A Coverage Closure Study: “on-the-fly” or “top-down” Generation?

Recently, I’ve verified how a DUT tolerates inter-packet delays. Basically, I’ve driven a fixed number of packets with the following constraints:

  • Each inter-packet delay must not exceed a maximum inter-packet delay value
  • The sum of all inter-packet delays must be equal with a specified window delay value
Packets with delay between them

At first glance, the most interesting cases appear to be those in which most packets are driven at the begining or at the end of the window, eventually back to back. However, because I don’t have any knowledge about DUT’s internals, I have to make sure I cover all possible scenarios.

For example, if I have to drive 10 packets with maximum inter-packet delay of 3 and window delay of 15, there are 27876 scenarios. In terms of functional coverage implementation, out of 262144 combinations of 9 inter-packet delays (physical space), only 27876 combinations fit the window delay of 15 (valid space).
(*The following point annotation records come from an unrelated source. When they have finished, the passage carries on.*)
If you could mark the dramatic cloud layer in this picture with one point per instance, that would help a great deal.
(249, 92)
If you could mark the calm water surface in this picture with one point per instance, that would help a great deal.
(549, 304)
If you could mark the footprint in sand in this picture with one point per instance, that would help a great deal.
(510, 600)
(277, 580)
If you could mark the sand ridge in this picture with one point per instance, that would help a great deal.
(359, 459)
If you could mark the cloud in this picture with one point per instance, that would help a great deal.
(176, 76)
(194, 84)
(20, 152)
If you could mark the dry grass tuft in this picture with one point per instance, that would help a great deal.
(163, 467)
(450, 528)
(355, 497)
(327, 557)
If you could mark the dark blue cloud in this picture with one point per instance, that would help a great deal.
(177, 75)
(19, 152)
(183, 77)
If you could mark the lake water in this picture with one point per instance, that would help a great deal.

What I am going to do is searching for a solution to generate random packet sequences that cover all possible scenarios in a reasonable amount of time. For this purpose, I will choose two approaches and then compare them:

  1. On-the-fly: generate inter-packet delay before driving each packet
  2. Top-down: generate all inter-packet delays up-front and use them when driving each packet

In both cases, I am going to define a sequence of packets with the following properties:

class ..._seq extends uvm_sequence #(packet); 
  //number of packets
  rand int unsigned nof_packets;
  //maximum inter-packet delay
  rand int unsigned max_delay;
  //window delay
  rand int unsigned window_delay;
  ...
endclass

Every packet has a delay property which represents the amount of time to wait before driving the packet. The sequence above always drives the first packet immediately (first packet delay is zero).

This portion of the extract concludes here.